One’s personality comprises, to a large extent, the sum of habits developed over the years through repetition, reinforcement and reiteration. We tend to redo actions and patterns of thought which bring pleasure or profit in one form or another. For this reason we are unlikely to become addicted to falling off walls or hitting our thumb with a hammer. Manners, patterns of thought, modes of conduct, are taught and learned and often fixed for life by the time we gain adulthood. They may be good or bad. But their influence upon us is nearly irresistible. They define us. We recognise self through them. We’re comfortable with them and nurture them.

 

Much like Jonah and his gourd.

 

The account is in the book of Jonah, Chapters 3 and 4, but to refresh the memory: At God’s urging, Jonah predicted the destruction of Nineveh within forty days unless its citizens repented of their sins – a prospect Jonah evidently regarded as highly unlikely.

 

So he perched himself on a hill overlooking the city to observe the expected annihilation.

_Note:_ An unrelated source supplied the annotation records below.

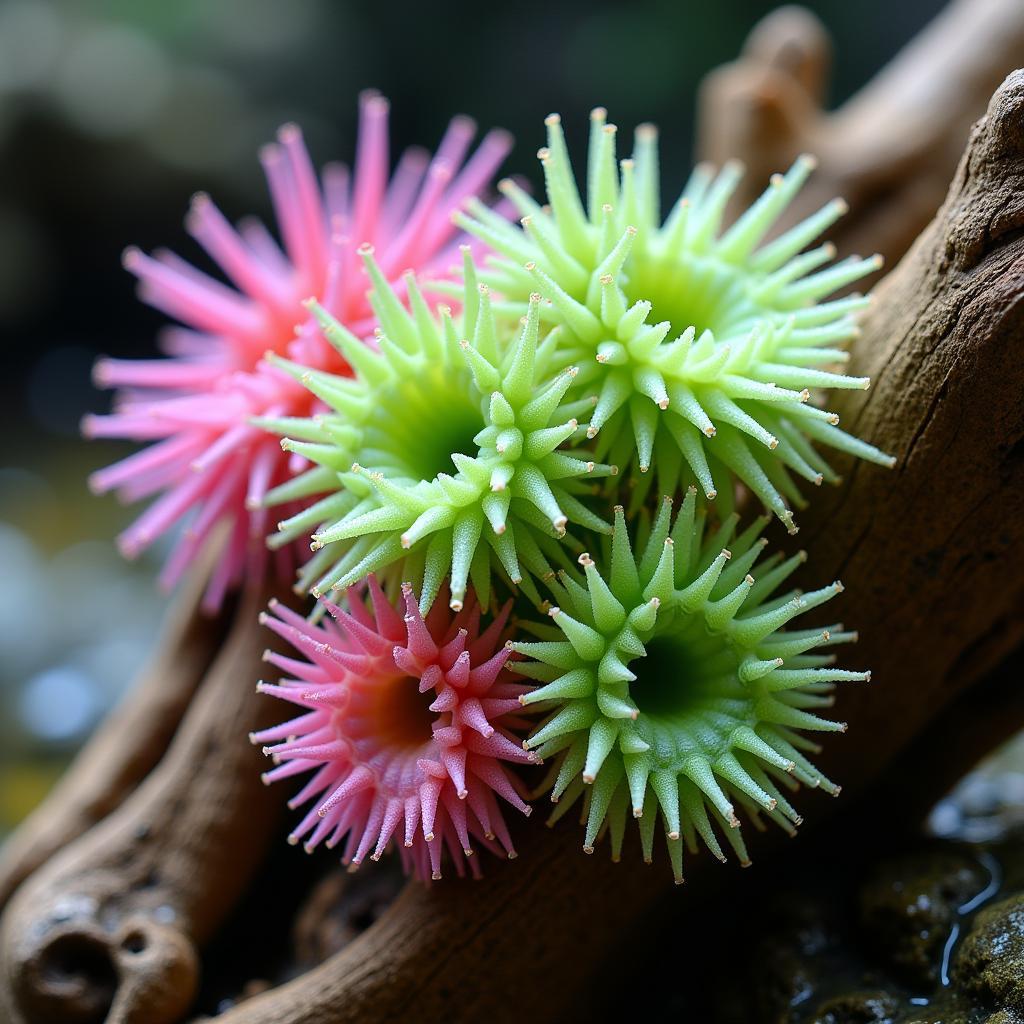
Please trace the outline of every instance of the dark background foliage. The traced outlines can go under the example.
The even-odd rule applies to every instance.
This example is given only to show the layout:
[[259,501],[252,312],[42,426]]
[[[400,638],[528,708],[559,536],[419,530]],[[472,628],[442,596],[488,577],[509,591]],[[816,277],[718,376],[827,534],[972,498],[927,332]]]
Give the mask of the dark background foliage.
[[[808,5],[835,39],[837,103],[942,0]],[[163,607],[152,563],[129,571],[111,544],[126,513],[86,493],[120,449],[77,439],[108,401],[95,356],[152,354],[162,323],[124,246],[198,259],[181,217],[199,188],[266,216],[258,146],[294,120],[317,163],[350,160],[368,86],[392,101],[394,151],[465,112],[510,129],[507,166],[535,181],[552,110],[577,153],[598,103],[624,129],[654,121],[672,191],[698,82],[772,6],[0,0],[0,834],[123,689]]]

He found a shady spot under a leafy gourd, or bushy plant. Towards the end of the forty days God caused the plant to wither and die.

 

This upset Jonah immensely. To top it off, the residents of Nineveh, under the urging of their king, repented. Jonah was unhappy about this outcome, too. Their reversal had blunted his expectation and, from his point of view, his prowess as a prophet. And Jonah expressed more anger at the loss of his cover than over the possible dire fate of tens of thousands in Nineveh.

 

Jonah was focused on Self.

 

He’d become accustomed to his own comfort a comfort which God had supplied him with in the first place.

 

And out of his short-sighted self-interest Jonah complained to God. Imagine! Complaining to God. Hmm . . . sound familiar? Sometimes we treasure our well-worn, habits and traits so highly that we are reluctant to let them go. Unwittingly, we often cherish the present state of things more highly than our eternal future.